Are the execution plans for these two versions the same?

| username: 路在何chu | Original post link

Take a look at the number of regions and CPU usage for the two clusters.

| username: magongyong | Original post link

The execution plans are the same.

New cluster

Old cluster

| username: magongyong | Original post link

The cluster load is very low, and queries are slow even during off-peak business hours.
The two clusters have a master-slave relationship, with consistent data and a similar number of regions.

| username: 像风一样的男子 | Original post link

Are the data volumes of this table consistent across the two clusters? The estimated number of rows (estRows) for the two SQL operators is different. Try running an analyze on these two tables and check again.

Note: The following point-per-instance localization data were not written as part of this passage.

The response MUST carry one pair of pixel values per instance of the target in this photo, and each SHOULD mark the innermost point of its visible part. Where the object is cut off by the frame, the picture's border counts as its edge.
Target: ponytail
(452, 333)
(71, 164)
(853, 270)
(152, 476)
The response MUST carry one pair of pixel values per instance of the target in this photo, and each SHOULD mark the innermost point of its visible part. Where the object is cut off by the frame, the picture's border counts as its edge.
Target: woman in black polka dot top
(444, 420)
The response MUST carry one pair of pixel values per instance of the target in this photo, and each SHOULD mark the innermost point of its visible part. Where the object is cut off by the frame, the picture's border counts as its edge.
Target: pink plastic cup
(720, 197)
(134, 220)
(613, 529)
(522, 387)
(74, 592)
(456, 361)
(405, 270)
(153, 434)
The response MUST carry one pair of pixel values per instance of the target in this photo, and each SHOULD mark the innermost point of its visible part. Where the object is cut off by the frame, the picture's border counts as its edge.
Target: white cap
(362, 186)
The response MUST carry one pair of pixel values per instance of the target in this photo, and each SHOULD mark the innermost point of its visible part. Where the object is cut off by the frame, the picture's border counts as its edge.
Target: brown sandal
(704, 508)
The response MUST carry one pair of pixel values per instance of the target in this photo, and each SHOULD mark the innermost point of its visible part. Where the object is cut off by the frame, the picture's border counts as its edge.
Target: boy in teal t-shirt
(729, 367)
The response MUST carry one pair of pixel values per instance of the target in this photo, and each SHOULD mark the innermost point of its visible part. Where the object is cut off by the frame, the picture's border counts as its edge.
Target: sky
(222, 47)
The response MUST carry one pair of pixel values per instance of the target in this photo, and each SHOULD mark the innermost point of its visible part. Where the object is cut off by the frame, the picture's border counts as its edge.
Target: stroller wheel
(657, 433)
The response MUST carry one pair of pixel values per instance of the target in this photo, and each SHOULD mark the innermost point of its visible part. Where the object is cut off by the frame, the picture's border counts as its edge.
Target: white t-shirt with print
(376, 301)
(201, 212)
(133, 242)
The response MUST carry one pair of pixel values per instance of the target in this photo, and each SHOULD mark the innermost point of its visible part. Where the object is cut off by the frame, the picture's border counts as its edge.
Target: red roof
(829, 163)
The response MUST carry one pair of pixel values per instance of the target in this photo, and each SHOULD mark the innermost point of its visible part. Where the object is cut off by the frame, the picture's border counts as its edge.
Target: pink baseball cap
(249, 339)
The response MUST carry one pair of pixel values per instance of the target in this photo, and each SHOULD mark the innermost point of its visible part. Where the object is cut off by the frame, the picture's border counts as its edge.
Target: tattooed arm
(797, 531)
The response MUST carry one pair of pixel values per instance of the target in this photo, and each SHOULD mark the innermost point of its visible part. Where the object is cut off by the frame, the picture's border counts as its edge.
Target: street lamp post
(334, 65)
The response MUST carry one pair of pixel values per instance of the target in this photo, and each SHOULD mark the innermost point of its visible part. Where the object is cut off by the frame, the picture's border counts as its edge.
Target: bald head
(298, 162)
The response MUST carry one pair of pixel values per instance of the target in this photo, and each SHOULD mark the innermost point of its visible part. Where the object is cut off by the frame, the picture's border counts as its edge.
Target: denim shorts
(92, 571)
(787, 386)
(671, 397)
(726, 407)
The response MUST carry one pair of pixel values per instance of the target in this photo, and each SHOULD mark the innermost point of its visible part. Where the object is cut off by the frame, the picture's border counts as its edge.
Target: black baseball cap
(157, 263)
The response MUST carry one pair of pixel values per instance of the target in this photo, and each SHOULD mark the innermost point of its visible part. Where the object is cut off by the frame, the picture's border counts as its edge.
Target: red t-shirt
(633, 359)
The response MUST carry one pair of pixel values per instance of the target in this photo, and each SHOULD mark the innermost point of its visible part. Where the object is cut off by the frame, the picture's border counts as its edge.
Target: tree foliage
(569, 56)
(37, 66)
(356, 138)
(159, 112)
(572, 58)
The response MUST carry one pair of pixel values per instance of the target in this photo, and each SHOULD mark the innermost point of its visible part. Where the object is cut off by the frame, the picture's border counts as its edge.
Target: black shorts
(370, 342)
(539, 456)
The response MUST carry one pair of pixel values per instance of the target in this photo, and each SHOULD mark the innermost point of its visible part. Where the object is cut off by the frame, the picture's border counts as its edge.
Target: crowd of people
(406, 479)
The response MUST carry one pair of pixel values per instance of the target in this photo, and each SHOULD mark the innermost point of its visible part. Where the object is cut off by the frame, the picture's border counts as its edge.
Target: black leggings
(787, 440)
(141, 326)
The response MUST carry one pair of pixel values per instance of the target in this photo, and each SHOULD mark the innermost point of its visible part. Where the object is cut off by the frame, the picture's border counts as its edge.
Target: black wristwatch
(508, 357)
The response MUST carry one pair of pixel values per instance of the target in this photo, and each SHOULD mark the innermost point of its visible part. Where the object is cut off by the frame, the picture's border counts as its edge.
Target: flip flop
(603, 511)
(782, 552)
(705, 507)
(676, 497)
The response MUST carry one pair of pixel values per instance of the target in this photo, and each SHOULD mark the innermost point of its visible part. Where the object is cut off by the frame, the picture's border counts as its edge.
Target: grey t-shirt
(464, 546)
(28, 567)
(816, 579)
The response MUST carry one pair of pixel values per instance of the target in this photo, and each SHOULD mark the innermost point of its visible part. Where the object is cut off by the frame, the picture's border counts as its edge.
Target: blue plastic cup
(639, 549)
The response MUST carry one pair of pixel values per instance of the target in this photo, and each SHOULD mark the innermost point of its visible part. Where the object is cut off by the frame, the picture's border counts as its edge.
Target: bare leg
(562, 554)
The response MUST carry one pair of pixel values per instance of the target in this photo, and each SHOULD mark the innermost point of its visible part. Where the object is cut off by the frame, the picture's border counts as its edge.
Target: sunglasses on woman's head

| username: h5n1 | Original post link

Upload the two complete execution plans, both old and new.

| username: magongyong | Original post link

New Cluster






Old Cluster





| username: h5n1 | Original post link

Is the TiKV CPU busy? Check the TiKV-detail → thread CPU.

| username: magongyong | Original post link

The CPU usage is very low, almost not used. This was checked during a business off-peak period.

| username: magongyong | Original post link

I want to know if everyone experiences this as well. Does deep pagination query in version 6.5.3 slow down, or is it just our cluster having issues?

| username: Vincent_Wang | Original post link

I looked at the execution plan, and there’s a difference:
Old cluster 5.4.3: rpc_num: 7, rpc_time: 6.03s
New cluster 6.5.3: rpc_num: 303, rpc_time: 12.5s
The rpc_num has increased significantly. How can this be optimized?